He wakes up in a strange place and is greeted by Cuba Gooding Jr., who is some sort of guide. He's in heaven now, see, but heaven looks like a swirling unfinished painting. Williams was an art lover, so heaven is being created right before our eyes as if it really were a painting. The segments devoted to heaven's creation are jaw-droppingly gorgeous and a feast of color and inventiveness. So far so good.
It's at this point that What Dreams May Come takes a slow, but steady, decline. Sciorra is so devastated that she commits suicide and is resigned to hell. Williams decides that he is going to go there and rescue her. I'm as big a sap as anyone, and have no trouble crying in movies that earn my tears, but in this movie, the gears of the story begin to grind to obviously, and every single solitary moment is punctuated by swelling strings on the soundtrack that literally scream "CRY DAMMIT!". It tries way too hard to make sure the audience is reduced to wailing sobs.

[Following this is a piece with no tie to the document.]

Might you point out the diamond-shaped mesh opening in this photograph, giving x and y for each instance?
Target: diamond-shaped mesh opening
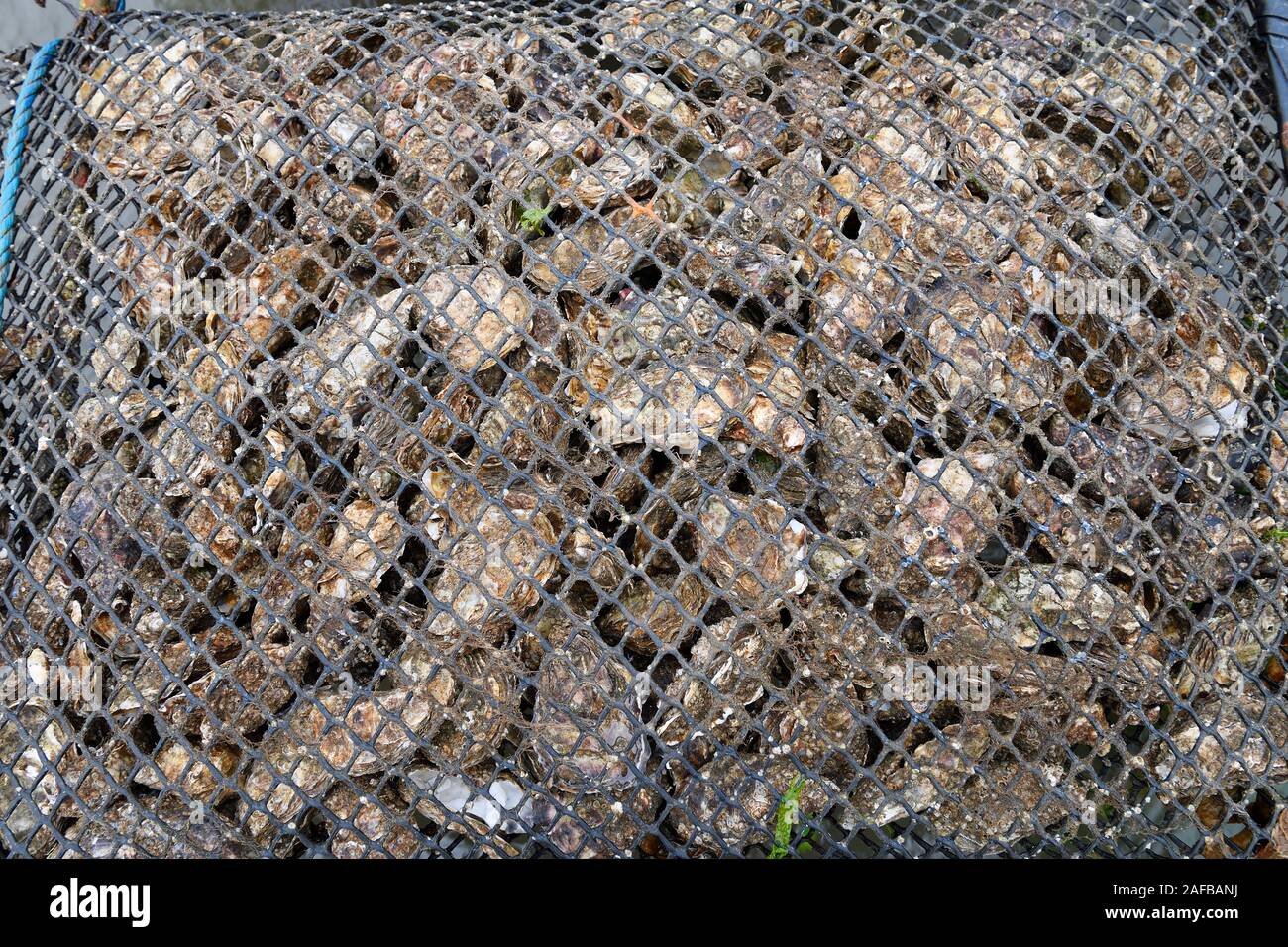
(664, 428)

Since every few moments there is yet another emotional crescendo, I resisted. The movie tries again, and I resist even more. By the 3/4 mark, I was actually getting irritated and felt vaguely insulted. Not only were the soggy scenes insulting, but the script veers off into really kooky new-agey type theology that I really wanted to tell the characters to create themselves a new movie.
The director of What Dreams May Come, Vincent Ward, is very talented director (you probably missed his little seen The Navigator and Map of the Human Heart but you should), but I feel that he didn't trust the material enough to let it stand on it's own and to allow the audience to decide for themselves how they should feel about it. He deserves credit for putting together stunning visuals, breathtaking sets, and ekeing out good performances from the cast, but it really is all for nought.
By the film's end, I already knew what was going to happen, and I really just didn't care that much anymore.